Mumbai: As the county’s healthcare system reels under the severe COVID-19crisis, the Reserve Bank of India (RBI) on Wednesday announced a liquidity window of Rs 50,000 crore wherein vaccine makers, hospitals, oxygen suppliers among other healthcare stakeholders would be able to get loans at the repo rate till March 31, 2022.
The loans would be for tenors of up to three years, said the RBI Governor Shaktikanta Das during a virtual address.
Das said that banks are being incentivised for quick delivery of credit under the scheme through extension of priority sector classification to such lending up to March 31, 2022. These loans will continue to be classified under priority sector till repayment or maturity, whichever is earlier.

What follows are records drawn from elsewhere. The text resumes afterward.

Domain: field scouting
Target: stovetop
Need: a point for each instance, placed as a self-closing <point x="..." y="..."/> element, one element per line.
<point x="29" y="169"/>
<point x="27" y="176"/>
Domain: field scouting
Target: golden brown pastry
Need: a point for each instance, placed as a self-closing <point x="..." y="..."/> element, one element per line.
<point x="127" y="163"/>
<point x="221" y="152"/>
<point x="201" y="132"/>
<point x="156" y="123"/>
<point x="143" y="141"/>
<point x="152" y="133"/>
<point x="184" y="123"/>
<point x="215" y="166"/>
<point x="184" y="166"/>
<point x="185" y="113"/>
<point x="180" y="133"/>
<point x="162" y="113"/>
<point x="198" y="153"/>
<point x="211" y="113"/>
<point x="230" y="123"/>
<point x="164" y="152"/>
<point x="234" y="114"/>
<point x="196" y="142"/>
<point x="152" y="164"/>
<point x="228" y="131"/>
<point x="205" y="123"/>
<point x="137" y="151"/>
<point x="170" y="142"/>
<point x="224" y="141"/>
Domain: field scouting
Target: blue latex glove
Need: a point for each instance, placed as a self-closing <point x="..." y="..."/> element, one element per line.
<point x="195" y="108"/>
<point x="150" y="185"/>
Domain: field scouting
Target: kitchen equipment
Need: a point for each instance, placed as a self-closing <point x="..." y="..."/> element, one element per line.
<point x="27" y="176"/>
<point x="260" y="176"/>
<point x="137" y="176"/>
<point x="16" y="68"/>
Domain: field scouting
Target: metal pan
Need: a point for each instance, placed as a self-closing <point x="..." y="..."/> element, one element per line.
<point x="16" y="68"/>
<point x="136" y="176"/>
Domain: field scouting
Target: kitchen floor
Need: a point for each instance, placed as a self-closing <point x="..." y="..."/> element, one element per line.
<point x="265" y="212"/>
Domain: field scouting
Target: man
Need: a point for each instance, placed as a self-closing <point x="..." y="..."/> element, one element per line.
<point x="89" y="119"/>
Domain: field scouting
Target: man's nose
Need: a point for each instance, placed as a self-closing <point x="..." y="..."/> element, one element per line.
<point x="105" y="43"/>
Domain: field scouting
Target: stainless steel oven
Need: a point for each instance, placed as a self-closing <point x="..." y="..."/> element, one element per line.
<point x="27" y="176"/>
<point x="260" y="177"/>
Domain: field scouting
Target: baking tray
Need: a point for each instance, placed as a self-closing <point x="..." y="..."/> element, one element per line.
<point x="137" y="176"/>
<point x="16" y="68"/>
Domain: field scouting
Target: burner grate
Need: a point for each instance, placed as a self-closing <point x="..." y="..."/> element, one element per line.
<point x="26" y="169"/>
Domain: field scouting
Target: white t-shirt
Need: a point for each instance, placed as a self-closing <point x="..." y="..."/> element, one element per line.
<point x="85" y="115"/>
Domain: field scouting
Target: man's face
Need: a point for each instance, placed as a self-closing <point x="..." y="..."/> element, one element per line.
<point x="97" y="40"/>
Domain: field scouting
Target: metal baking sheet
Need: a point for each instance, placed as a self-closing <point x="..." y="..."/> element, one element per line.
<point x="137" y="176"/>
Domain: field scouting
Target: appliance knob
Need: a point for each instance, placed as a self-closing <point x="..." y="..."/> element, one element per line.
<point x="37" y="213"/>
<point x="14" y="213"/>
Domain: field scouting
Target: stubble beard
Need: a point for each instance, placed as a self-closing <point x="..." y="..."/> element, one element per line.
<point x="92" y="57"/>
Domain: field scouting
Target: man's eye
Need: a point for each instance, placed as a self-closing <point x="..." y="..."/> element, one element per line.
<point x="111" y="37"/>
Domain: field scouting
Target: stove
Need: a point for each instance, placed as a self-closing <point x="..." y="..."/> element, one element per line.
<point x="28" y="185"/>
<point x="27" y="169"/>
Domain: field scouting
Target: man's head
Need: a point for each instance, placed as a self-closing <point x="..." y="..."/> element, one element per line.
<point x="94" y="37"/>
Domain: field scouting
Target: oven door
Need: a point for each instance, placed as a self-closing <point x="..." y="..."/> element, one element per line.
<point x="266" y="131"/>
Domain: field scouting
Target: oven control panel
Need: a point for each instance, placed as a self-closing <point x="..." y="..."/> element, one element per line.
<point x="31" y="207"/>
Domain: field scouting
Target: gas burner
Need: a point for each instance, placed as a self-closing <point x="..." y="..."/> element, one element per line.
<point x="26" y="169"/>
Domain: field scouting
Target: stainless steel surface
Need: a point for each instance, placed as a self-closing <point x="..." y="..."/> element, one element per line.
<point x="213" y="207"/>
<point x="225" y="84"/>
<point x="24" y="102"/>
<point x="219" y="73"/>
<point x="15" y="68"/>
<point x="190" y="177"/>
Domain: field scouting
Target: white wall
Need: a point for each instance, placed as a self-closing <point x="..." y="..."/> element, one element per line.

“To boost provision of immediate liquidity for ramping up COVID-19 related healthcare infrastructure and services in the country, an on-tap liquidity window of Rs 50,000 crore with tenors of up to three years at the repo rate is being opened till March 31, 2022,” he said.
Under the scheme, banks can provide fresh lending support to a wide range of entities including vaccine manufactures, importers and suppliers of vaccines and priority medical devices, hospitals and dispensaries, pathology labs, manufacturers and suppliers of oxygen and ventilators, importers of vaccines and COVID-19 related drugs and logistics firms and also patients for treatment.
Banks may deliver these loans to borrowers directly or through intermediary financial entities regulated by the RBI.
He further, said that banks are expected to create a COVID-19 loan book under the scheme. By way of an additional incentive, such banks will be eligible to park their surplus liquidity up to the size of the COVID-19 loan book with the RBI under the reverse repo window at a rate which is 25 basis points (bps) lower than the repo rate or, termed in a different way, 40 bps higher than the reverse repo rate.
Governor Das note that in the fight against the second wave, alleviating any constraint from the financing side for all stake holders including governments, hospitals and dispensaries, pharmacies, vaccine and medicine makers, medical oxygen manufacturers, engaged in the critical healthcare supply chain, and above all the common man who may be facing sudden spike in health expenditure, requires a comprehensive targeted policy response.
“Small businesses and financial entities at the grassroot level are bearing the biggest brunt of the second wave of infections,” he said.